Your Eyes In Stars
Young Jessie and Elisa are firm yet unlikely friends living in upstate New York in 1934. Jessie, the daughter of the region’s prison warden, chatty, tomboyish, the collector of wanted posters of famous criminals and tall-tales is the extreme opposite of her German friend Elisa, who emits elegance and assurance with her foreign culture and many languages. They both swoon over Slater Carr, the prison’s new inmate who can play the bugle and trumpet like no other and becomes Jessie’s father’s special undertaking and whose actions are the catalyst on which the story is woven in a very intriguing way.
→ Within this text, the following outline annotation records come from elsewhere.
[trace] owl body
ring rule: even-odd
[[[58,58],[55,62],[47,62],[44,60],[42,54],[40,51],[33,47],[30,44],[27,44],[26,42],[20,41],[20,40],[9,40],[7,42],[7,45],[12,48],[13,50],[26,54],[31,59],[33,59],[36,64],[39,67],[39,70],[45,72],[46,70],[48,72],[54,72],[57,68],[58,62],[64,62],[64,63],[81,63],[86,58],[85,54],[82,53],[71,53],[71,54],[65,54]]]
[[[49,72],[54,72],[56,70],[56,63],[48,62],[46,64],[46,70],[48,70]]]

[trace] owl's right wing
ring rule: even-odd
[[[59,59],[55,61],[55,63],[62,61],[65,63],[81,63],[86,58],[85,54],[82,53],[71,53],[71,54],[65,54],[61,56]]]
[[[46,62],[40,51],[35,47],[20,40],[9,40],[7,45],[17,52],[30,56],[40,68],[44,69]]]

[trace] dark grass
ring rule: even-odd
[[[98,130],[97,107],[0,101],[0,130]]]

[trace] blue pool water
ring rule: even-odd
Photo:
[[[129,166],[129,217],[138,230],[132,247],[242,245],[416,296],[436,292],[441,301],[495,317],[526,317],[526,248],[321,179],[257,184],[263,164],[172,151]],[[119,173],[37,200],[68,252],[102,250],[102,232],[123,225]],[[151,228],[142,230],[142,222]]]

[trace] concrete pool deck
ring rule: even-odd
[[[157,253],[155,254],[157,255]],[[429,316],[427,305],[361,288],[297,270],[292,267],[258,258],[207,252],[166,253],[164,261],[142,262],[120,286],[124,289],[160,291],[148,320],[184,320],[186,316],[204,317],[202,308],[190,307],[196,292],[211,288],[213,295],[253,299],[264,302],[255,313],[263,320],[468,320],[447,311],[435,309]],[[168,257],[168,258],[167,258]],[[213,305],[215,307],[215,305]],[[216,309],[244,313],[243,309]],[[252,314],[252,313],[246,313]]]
What is especially compelling is the way Kerr uses her secondary characters (Seth, Jessie’s brother, testing his relationship with their father, her mother’s coolness, a friend’s pacifism), and the way she fully observes and senses what Jessie and Elisa are thinking and misunderstanding as young adolescents – including the common and uncommon events that occur in their lives. In every respect she merges thoughts and actions to a satisfactory conclusion.
My only gripe was with the ending, which was abrupt and harried, a troubling departure from the effective tone and pace of the entire book. Its explanations about the Holocaust were weak, ineffective and shallow and could have been delivered with more clout from this award-winning author. Young adult.